Latency
Latency is the time it takes for an audio signal to go in, be processed, and come back out.
In practice, latency is not just one thing. In this project we look at latency in a few separate ways so it is easier to understand what part of the system causes delay.
Types of latency
Input / output latency
The delay caused by the audio system itself, such as the audio driver, hardware, and system buffering.Algorithmic latency
The delay added by an audio effect because the algorithm needs to keep or inspect samples before producing output.Buffer latency
The delay caused by collecting samples in a buffer before they are processed or played back.
How we measure algorithmic latency
In our backend, algorithmic latency is measured in src-tauri/src/services/audio_latency_service.rs and returned per processor in the DSP chain.
We first express latency in samples, and then convert that to milliseconds using the current output sample rate.
The conversion is:
latency_ms = latency_samples / sample_rate * 1000
The values are exposed to the frontend through the latency command module and then shown in src/components/EffectControls.tsx.
What this means for our current effects
For the current DSP chain:
- Gain
- Tone Stack
- Master Volume
the measured algorithmic latency is currently 0 samples. That means these processors do change the sound, but they do not intentionally delay it by storing audio and playing it later. In other words, they do work on the signal immediately, sample by sample.
How we measure buffer latency
Buffer latency is measured separately in src-tauri/src/services/audio_latency_service.rs through measure_buffer_latency.
We estimate:
- input buffer latency
- output buffer latency
- total buffer latency
The calculation is based on:
- buffer size in frames
- sample rate
The formula is:
buffer_latency_ms = buffer_frames / sample_rate * 1000
So if the system uses a larger buffer, latency goes up.
If the sample rate is higher, latency for the same buffer size goes down.
When CPAL reports BufferSize::Default, we cannot read an exact frame count from the configuration.

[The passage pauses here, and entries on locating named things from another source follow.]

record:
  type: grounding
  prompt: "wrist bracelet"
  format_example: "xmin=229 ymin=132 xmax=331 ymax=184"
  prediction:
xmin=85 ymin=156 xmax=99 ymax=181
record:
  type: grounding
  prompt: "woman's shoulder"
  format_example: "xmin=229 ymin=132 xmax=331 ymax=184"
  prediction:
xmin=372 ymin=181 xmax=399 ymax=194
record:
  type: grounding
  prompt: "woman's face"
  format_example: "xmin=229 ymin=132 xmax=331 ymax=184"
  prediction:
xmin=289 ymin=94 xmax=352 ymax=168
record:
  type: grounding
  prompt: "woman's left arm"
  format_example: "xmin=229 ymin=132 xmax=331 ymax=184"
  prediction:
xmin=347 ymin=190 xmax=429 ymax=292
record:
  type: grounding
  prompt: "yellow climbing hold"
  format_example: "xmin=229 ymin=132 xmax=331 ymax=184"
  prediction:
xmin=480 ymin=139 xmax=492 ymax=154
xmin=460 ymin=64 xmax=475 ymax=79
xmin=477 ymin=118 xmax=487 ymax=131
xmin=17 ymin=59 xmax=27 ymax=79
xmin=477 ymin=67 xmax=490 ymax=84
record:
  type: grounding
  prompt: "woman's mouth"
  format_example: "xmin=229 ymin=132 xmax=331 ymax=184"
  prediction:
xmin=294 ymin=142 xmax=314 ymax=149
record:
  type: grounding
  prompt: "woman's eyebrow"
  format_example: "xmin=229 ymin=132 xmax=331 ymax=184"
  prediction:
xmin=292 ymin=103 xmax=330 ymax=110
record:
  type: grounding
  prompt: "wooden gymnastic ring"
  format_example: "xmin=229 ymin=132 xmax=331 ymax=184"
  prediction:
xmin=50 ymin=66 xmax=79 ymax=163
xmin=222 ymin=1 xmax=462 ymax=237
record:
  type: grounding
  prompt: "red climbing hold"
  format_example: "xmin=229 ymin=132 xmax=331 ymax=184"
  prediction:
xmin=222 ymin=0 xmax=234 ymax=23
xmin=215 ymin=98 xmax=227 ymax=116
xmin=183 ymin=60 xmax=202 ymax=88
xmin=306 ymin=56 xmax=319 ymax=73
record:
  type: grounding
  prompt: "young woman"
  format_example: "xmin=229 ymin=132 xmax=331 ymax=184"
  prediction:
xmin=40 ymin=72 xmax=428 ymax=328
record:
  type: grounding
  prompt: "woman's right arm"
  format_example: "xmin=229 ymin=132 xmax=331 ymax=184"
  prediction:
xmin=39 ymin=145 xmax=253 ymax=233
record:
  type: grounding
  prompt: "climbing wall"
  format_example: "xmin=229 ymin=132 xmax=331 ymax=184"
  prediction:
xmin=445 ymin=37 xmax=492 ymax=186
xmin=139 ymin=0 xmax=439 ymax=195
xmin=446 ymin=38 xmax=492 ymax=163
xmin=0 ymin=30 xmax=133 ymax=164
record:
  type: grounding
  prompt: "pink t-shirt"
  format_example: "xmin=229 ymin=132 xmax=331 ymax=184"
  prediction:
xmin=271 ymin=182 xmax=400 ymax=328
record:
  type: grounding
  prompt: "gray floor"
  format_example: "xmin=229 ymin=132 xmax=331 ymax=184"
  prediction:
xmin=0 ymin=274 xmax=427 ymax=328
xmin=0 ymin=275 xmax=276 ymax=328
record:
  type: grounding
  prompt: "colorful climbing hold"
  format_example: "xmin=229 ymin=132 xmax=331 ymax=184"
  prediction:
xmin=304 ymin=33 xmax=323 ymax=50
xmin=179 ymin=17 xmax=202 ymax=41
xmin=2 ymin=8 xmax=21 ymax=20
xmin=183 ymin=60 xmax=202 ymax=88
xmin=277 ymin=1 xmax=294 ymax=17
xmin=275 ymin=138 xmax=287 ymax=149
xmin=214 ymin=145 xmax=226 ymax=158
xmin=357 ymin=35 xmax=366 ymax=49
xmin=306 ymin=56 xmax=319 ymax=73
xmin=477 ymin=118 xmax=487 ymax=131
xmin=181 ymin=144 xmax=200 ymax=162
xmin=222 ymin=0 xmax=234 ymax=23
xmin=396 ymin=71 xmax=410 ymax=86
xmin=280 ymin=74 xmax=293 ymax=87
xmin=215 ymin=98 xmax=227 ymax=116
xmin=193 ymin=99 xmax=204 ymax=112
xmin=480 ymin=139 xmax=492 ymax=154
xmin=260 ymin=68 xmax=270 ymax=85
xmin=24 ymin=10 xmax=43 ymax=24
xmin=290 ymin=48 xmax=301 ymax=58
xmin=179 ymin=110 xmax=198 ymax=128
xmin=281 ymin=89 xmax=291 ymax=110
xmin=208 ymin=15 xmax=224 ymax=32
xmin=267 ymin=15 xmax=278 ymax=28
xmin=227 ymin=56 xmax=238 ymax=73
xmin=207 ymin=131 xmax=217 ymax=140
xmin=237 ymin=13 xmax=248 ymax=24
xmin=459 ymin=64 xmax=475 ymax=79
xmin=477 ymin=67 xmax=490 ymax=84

In that case we use a fallback value of 256 frames so the UI can still show a practical estimate.
Why buffer latency is called an estimate
The buffer latency shown in the UI is an estimated buffer latency, not a full real-world round-trip measurement.
This is because it is based on the configured stream buffer sizes and sample rates. It does not include every possible delay in the real audio path, such as:
- hardware converter delay
- operating system scheduling delay
- driver safety offsets
- extra internal buffering in the audio stack
- resampler chunking or any other processing-stage buffering
So this metric is useful for understanding the buffering cost of the current digital setup, but it should not be treated as a perfect measurement of total real-world latency.
How this is shown in the UI
In src/components/EffectControls.tsx we display:
- algorithmic latency per processor
- estimated buffer latency for the current system configuration
This makes it easier to distinguish between:
- delay added by an effect itself
- delay added by the audio system configuration
Summary
In short:
- Algorithmic latency tells us whether an effect itself adds delay.
- Buffer latency tells us how much delay is introduced by buffering audio before processing or playback.
- Our current Gain, Tone Stack, and Master Volume have 0 samples of algorithmic latency.
- The buffer latency shown in the UI is an estimate based on buffer size and sample rate.